May 11, 2022
The world of fashion has shown us that fads are cyclical — the stuff that was mainstream two or three decades ago is now popular again, in the form of "retro." And the same thing is happening with livestream shopping. In 2022 and beyond, consumers are increasingly drawn to a shopping format that's almost as old as color television — but reborn in the age of livestreaming. But what is livestream shopping precisely, and how can your brand leverage its potential in practice? We’ll take an in-depth look into this right here.
In 2020, livestreaming shopping events generated over $5.5 billion in sales in the United States alone — and those numbers are projected to reach a cool yearly $25 billion by 2023. That means that livestream sales could make up a stunning 20% of all eCommerce sales by the second half of this decade.
A huge spike in eCommerce was instantly noticeable at the start of the pandemic — soon followed by the massive resurgence of livestream shopping. Due to the subsequent lockdown measures, livestream shopping became the next best thing to the in-person experience. Livestream shopping allowed people to watch others try stuff out in real-time and provide instant feedback. That’s why livestream shopping hasn't gone away once the pandemic has subsided.
If the term “live shopping” doesn’t instantly ring a bell, the Home Shopping Network probably does. Now, imagine that — but streaming live on the Internet, across all devices and platforms. Websites, mobile phones, and even Instagram; all of them are ripe for the next phase of social commerce.

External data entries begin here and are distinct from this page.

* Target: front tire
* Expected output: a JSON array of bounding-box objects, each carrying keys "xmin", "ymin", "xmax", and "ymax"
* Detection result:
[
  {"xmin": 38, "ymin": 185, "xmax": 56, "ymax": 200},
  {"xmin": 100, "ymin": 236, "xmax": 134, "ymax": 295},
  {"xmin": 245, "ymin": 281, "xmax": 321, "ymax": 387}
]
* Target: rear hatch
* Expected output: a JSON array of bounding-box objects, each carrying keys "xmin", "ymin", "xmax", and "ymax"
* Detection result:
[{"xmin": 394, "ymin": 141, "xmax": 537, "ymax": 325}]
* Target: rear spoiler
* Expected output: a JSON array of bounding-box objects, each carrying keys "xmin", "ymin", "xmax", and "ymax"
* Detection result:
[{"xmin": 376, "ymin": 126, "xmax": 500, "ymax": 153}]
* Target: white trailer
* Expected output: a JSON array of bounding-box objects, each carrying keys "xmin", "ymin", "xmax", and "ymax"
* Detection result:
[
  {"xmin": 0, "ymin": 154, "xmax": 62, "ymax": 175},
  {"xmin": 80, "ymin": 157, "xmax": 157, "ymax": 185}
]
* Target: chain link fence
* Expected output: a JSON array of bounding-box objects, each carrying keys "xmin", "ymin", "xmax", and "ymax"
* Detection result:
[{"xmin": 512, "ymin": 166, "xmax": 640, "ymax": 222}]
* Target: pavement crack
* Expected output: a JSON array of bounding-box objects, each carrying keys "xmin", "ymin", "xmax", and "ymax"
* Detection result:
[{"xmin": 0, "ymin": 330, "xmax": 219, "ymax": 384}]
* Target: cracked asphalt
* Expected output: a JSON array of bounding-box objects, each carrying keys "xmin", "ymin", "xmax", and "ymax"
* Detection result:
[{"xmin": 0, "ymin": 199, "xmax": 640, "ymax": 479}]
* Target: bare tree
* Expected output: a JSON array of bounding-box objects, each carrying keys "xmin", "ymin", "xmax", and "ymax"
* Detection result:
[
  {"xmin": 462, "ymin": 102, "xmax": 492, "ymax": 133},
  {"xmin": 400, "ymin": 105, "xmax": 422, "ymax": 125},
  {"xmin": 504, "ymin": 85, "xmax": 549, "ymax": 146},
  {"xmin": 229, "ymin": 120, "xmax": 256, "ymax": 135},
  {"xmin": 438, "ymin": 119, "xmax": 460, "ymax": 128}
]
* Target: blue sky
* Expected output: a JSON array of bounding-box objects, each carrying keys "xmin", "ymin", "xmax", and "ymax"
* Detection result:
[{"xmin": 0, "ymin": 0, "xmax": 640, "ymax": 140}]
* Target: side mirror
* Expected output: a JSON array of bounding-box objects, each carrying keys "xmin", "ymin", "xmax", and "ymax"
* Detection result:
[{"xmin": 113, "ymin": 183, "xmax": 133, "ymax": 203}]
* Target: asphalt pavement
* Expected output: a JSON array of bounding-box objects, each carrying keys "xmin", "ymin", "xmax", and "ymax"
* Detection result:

But to truly understand livestream shopping, we need to go back a couple of decades — to the live shopping networks of the late 70s and 80s. The likes of the Home Shopping Channel and QVC took North America by storm first and, soon enough, the entire world. In a couple of years, regionalized versions of these channels would spring up globally.
They specialized in selling a couple of key product niches — beauty, fashion, and home goods. And just like any other channel, they had their recognizable hosts, occasionally joined by celebrity guests who would pitch their own products directly to consumers.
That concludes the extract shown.